4. Relaxed-Candidate Filtering

Implementation

This stage is implemented in:

src/dopingflow/filtering.py

The public entry point is:

run_filtering(...)

Purpose

This stage selects a reduced set of relaxed candidates for downstream property calculations by filtering the results of the relaxation stage.

It operates on the per-folder relaxation ranking produced in Step 03 and writes:

  • a filtered ranking table

  • a plain text list of selected candidate names

This stage is a lightweight post-processing step; it does not run any atomistic calculations.

Inputs

This stage uses settings from the following sections of input.toml:

  • [structure]: provides the output directory containing structure folders.

  • [filter]: defines the filtering strategy and thresholds.

It expects that Step 03 has already produced, in each structure folder:

ranking_relax.csv

Method Summary

For each structure folder inside [structure].outdir:

  1. Read ranking_relax.csv.

  2. Keep only candidates with status == "ok".

  3. Determine the minimum relaxed energy:

    • \(E_{\min} = \min(E_{\mathrm{relaxed}})\)

  4. Apply one of two filtering modes:

    • window mode: keep candidates within an energy window above \(E_{\min}\)

    • top-n mode: keep the lowest-energy N candidates

  5. Write filtered outputs:

    • ranking_relax_filtered.csv

    • selected_candidates.txt

Filtering Modes

Window mode

If the filter mode is set to window, candidates are kept if:

\[E_{\mathrm{relaxed}} - E_{\min} \le \Delta E\]

where:

  • \(\Delta E = \mathrm{window\_meV}/1000\) (converted from meV to eV)

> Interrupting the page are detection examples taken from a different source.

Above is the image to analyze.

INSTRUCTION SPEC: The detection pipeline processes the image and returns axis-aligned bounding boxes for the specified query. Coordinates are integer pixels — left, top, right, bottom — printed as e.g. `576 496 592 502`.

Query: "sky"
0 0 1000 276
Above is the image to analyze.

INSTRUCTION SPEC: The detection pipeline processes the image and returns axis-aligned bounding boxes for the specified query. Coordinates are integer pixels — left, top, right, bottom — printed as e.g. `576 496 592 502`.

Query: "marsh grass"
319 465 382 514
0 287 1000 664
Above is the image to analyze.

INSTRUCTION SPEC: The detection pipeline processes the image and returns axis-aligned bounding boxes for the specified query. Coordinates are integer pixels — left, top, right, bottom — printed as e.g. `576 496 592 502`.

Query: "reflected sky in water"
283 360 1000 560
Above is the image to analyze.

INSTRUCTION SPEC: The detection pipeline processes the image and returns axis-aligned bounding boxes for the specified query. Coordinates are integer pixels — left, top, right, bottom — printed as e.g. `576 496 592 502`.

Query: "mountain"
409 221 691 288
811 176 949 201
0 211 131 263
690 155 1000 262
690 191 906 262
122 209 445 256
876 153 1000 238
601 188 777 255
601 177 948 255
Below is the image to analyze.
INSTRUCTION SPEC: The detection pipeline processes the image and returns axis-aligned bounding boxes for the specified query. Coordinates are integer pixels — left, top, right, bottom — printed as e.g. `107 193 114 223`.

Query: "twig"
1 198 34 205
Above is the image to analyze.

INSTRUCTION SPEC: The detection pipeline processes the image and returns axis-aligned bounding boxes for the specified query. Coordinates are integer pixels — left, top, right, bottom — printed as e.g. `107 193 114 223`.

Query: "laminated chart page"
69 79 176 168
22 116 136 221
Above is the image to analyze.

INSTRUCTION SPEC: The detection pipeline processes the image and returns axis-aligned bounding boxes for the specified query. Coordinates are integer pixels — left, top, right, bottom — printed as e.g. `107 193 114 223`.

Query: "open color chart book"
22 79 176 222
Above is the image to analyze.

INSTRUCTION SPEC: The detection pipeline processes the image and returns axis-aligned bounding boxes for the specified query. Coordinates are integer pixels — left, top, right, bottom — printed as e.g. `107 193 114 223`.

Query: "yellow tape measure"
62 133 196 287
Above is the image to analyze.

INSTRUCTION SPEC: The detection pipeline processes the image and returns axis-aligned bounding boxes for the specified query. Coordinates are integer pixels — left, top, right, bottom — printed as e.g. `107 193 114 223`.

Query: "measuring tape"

This selects all structures that lie within a user-defined energy window above the best relaxed candidate.

Top-n mode

If the filter mode is set to topn, candidates are kept by selecting the first max_candidates entries after sorting by relaxed energy.

This guarantees a fixed number of candidates per structure folder (unless fewer successful relaxations exist).

Selection Basis

Filtering is based exclusively on:

  • energy_relaxed_eV from ranking_relax.csv

The filter ignores candidates that:

  • are missing required fields

  • have non-numeric energies

  • have status values other than ok

Outputs

For each structure folder, this stage writes:

Filtered ranking table

ranking_relax_filtered.csv

with columns including:

  • rank_filtered: rank within the filtered set (starting at 1)

  • candidate: candidate folder name

  • energy_relaxed_eV: relaxed energy (eV)

  • delta_e_eV: energy relative to the folder minimum

  • provenance columns copied from the relaxation stage (e.g. scan rank/signature)

  • filter_mode: a string describing the applied filter rule

Selected candidate list

selected_candidates.txt

This is a newline-separated list of candidate folder names, in the same order as the filtered ranking table.

Command-line Overrides and Forcing

The implementation supports runtime overrides that can force the filter behavior independently of the default TOML settings:

  • overriding window_meV forces window mode

  • overriding topn forces top-n mode

A force flag can be used to regenerate outputs even if they already exist.

Reproducibility and Skipping

If:

[filter].skip_if_done = true

and both output files already exist in a folder, that folder is skipped unless a force option is used.

Since this stage is pure file processing, its results are deterministic given the input ranking_relax.csv and filter parameters.

Notes and Limitations

  • This stage performs no new calculations; it filters results from Step 03.

  • Filtering is done independently per structure folder; it does not compare energies across different compositions/folders.

  • Energy windows are applied relative to the minimum energy within each folder, not relative to a global minimum.